There in front of us about four feet off the ground was a deep white casket. The coffin was lavish and ornate but looked to have been made from the cheapest material. Its cherub like figures looked grand even though it was just gold spray on wood or even plastic.
‘Oh my god!’ Fergus managed to say without moving his lips but the sharp movement of his Adam’s apple confirmed his utterances.
‘Nang Te .Sit down please.’ She had already placed herself before the coffin.
I tried to kneel but six years of Sunday league football had left me with knackered leg joints; I opted for the ‘mermaid pose’.
‘Mai pen rai, (‘never mind’) she grinned.
Fergus was already embarrassing me with his text book posture but I smiled as I noticed the soles of his counterfeit ‘abibas’ trainers.

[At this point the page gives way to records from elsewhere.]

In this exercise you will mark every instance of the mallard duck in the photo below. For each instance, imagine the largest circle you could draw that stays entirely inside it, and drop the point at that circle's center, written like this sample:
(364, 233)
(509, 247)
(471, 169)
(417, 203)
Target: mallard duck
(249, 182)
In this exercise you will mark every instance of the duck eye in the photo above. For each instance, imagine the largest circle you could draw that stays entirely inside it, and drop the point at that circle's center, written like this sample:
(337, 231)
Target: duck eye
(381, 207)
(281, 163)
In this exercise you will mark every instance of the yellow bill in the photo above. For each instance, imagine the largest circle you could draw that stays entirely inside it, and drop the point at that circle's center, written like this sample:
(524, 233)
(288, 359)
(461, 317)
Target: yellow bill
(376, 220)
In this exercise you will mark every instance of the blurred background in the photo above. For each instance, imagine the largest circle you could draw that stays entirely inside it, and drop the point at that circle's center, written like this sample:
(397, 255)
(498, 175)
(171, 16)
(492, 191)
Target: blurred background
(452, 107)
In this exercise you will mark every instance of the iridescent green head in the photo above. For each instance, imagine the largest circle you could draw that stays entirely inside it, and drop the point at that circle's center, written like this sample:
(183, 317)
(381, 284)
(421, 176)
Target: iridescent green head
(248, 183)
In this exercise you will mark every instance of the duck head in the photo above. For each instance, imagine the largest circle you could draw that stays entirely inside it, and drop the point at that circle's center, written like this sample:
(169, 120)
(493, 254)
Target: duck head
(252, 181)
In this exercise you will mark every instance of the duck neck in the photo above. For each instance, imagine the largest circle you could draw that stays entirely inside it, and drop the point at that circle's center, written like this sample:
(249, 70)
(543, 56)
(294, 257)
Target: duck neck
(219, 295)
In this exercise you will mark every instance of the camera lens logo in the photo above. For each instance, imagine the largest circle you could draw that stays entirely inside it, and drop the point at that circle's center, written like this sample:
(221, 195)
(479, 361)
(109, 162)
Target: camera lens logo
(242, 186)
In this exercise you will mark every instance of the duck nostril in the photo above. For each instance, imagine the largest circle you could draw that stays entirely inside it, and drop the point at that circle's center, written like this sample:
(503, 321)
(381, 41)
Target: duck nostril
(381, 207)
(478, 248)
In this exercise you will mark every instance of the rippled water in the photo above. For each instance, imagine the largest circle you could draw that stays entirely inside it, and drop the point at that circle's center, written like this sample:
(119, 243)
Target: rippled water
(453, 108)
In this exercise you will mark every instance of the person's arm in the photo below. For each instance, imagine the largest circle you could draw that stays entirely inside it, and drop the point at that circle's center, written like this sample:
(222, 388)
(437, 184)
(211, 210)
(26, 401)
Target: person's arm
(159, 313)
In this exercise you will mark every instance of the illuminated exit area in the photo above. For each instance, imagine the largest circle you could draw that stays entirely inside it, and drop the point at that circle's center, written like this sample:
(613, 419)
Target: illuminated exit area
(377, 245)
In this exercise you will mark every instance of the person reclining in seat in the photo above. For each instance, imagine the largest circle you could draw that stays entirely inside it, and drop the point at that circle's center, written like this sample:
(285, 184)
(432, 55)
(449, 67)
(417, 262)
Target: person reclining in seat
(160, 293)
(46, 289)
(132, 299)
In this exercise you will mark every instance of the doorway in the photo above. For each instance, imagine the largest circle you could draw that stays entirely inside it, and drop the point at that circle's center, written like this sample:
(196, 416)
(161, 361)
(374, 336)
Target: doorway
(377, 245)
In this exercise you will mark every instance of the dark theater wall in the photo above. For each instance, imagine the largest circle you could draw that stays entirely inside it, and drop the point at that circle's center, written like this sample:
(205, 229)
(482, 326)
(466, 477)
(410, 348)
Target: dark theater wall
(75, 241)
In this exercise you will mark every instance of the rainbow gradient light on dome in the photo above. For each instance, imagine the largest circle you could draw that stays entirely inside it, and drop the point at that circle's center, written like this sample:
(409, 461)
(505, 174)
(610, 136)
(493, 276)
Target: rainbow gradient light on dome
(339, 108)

At least I had had the decency to de-shoe!
Thankfully we didn’t have to carry out any chanting or prayers therefore preventing any hymn miming of Mr. Bean proportion. We just bowed when she did and looked sullen. I could feel the stares and grins in the back of our heads and reflections in the glass of the daughter’s other pictures confirmed that we had an audience. My mind was more focused on whether we had carried out correct protocol rather than the chants of the orange clad monks sat below the coffin. As this was Thailand, and a real Thailand at that, not some diluted westernized resort like Phuket or Pattaya, I knew that there were more likely to be smiles and grins rather than scowls and grunts.
After 30 minutes or so, we rose and the crowd politely departed behind us. There really was nothing for them to see. More ice was dropped into our beers.
The next occurrence was definitely a culture shock. Even though I had heard that the Thais were not as squeamish and somber about death as westerners, nothing could’ve prepared us for the forthcoming events. First we were invited to be part of a group photo shot in front of the coffin; a permanent reminder of the proceedings. This seemed like a good idea. My dad’s funeral had been a joyous occasion with the playing of ‘Always look on the bright side of life’ and a number of humorous eulogies by life long friends. I was constantly reminded about what a memorable funeral it was and now I have reached a time when I wouldn’t mind having a few beers and watching a DVD of that occasion. What happened next though is something I’m glad didn’t take place at any other funeral I attended.
We noticed that the coffin had been placed on the floor and a crowd had gathered around. The lid had been partly removed so the rest of the body was not visible and the deceased arm was rested outwards. Fergus’s face now resembled the colour of the hand that was now having water poured on it as some sort of blessing. Thankfully we were not invited to partake in this custom and it seemed that only family and close friends were performing the ritual.
Our departure at sunset was greeted with clumsy handshakes, and the more traditional ‘wai’ (where the hands were placed in a prayer formation). We also, along with many of the guests, left a few hundred baht in an envelope for the family of the victim. In my time in Thailand I would attend several more funerals which I preferred to the day long weddings of speech and pomp. I often look back and believe that our traditions of doom and gloom of a person’s passing are far more shocking and depressing than anything I saw in Thailand. Sure, fatal accidents are tragic but time does go on and as is stated in Buddhism: ‘Life is suffering’. I had worked for thirteen years for British Gas and been a lifelong Cardiff City football supporter; I could definitely vouch for that.